そのまた奥にある部屋の扉を殴る様に叩いた。
「おい!教授!居るか!!」
「…そんなに叩いたらまた壊れちゃうよ~?」
背後から声がして、ウーラは振り返った。
「久しぶりですね、ウーラ君」
「相変わらずお若いですね…曽根崎教授」
何年経っても変わらない笑顔があった。
長い髪を纏めた女性がにこやかに微笑んでいる。
年齢不詳とは良く言った物で、彼女は40も過ぎた『自称オバサン』であるが、ウーラと差ほど変わらない若さを保っている。
「惜しいなぁ。もう曽根崎じゃないんだけどなぁ」
「…まさか…結婚し…?」
「うーん…とりあえず中に入ってからにして貰える?」
背中を押されて、懐かしい誇り臭さの漂う部屋に入り込んだ。
古い書物が所狭しと並ぶ大部屋は、以前と変わらず、本があちらこちらに散乱していた。
「まぁ座って座って。今コーヒー出すから」
教授と呼ばれた女性は、ウーラを適当に座らせると、インスタントコーヒーをそこら辺にあったカップに入れ、ポットのお湯を注ぐ。
「何?あの島から出て来たなんて、何かあったの?」
「…そりゃ…色々と…」
「あ!じゃあ、お見合いが上手くいったって事ね?良かったじゃない。どう?どんな子なの?」
とても楽しそうに訊ね、ウーラにコーヒーを差し出す。
「…それが…厄介な事になって…」
「厄介な事?」
「…見合い相手…実はすり替えられた使用人だった…でもさ、その使用人ってのが凄く出来た奴なんだよ…。
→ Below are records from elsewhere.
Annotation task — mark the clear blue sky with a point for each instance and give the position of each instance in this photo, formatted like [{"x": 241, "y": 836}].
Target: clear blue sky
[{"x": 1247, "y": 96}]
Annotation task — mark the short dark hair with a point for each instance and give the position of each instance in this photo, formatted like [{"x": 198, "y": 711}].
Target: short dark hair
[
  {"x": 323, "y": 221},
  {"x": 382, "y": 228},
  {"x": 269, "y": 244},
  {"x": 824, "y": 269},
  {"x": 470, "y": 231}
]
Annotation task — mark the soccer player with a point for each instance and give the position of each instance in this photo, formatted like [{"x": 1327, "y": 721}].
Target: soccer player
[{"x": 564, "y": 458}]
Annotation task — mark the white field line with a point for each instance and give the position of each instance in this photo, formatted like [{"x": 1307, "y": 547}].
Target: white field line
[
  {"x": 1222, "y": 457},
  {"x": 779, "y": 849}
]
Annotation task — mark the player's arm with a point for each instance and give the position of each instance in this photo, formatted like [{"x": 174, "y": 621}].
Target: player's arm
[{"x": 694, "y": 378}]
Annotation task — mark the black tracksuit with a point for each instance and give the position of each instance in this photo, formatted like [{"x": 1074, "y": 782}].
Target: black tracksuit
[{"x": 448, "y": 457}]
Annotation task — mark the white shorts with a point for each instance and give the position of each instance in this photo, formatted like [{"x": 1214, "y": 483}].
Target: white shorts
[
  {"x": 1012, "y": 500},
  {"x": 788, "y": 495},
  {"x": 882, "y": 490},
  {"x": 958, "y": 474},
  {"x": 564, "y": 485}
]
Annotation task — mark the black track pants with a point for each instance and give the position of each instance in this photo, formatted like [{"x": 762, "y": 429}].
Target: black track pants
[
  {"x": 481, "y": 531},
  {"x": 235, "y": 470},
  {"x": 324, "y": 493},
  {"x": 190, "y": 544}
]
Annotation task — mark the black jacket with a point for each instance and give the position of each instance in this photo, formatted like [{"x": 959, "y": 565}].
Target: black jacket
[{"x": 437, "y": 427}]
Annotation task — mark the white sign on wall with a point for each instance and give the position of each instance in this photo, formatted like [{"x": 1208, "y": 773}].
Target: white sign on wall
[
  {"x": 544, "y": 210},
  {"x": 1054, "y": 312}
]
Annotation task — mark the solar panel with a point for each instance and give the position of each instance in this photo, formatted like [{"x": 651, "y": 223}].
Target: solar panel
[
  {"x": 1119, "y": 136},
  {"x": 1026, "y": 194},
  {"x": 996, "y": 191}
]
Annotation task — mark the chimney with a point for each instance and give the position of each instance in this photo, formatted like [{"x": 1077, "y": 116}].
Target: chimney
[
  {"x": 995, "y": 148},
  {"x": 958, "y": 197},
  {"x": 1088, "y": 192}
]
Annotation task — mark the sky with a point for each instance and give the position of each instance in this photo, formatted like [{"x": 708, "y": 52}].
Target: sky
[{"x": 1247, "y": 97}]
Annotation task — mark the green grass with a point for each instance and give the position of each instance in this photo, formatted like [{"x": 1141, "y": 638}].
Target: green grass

そりゃ、性格は結構癖がある気の強い奴で、俺に喰って掛かる女なんだ。でも泣き虫で癇癪持ちで…でも良い奴なんだ…」
「…珍しい。女の子より考古学優先だった君が気に入るなんて…」
そんな…事も無い…と思うが…。
否定出来ないのでそれ以上は言わない。
「…私ね、君が言う通り結婚したのよ。ほら、『ビビっと来た』みたいな?運命って言うか…あぁ、私この人になら人生託しても良いかなって思った。ごめんねぇ?私の場合何の問題も無かったからアドバイスして上げられないや」
只、聞いて欲しかっただけだ。
それなのに、何故か腹が立つ。
恋に障害があって燃えるとほざく奴の気が知れない。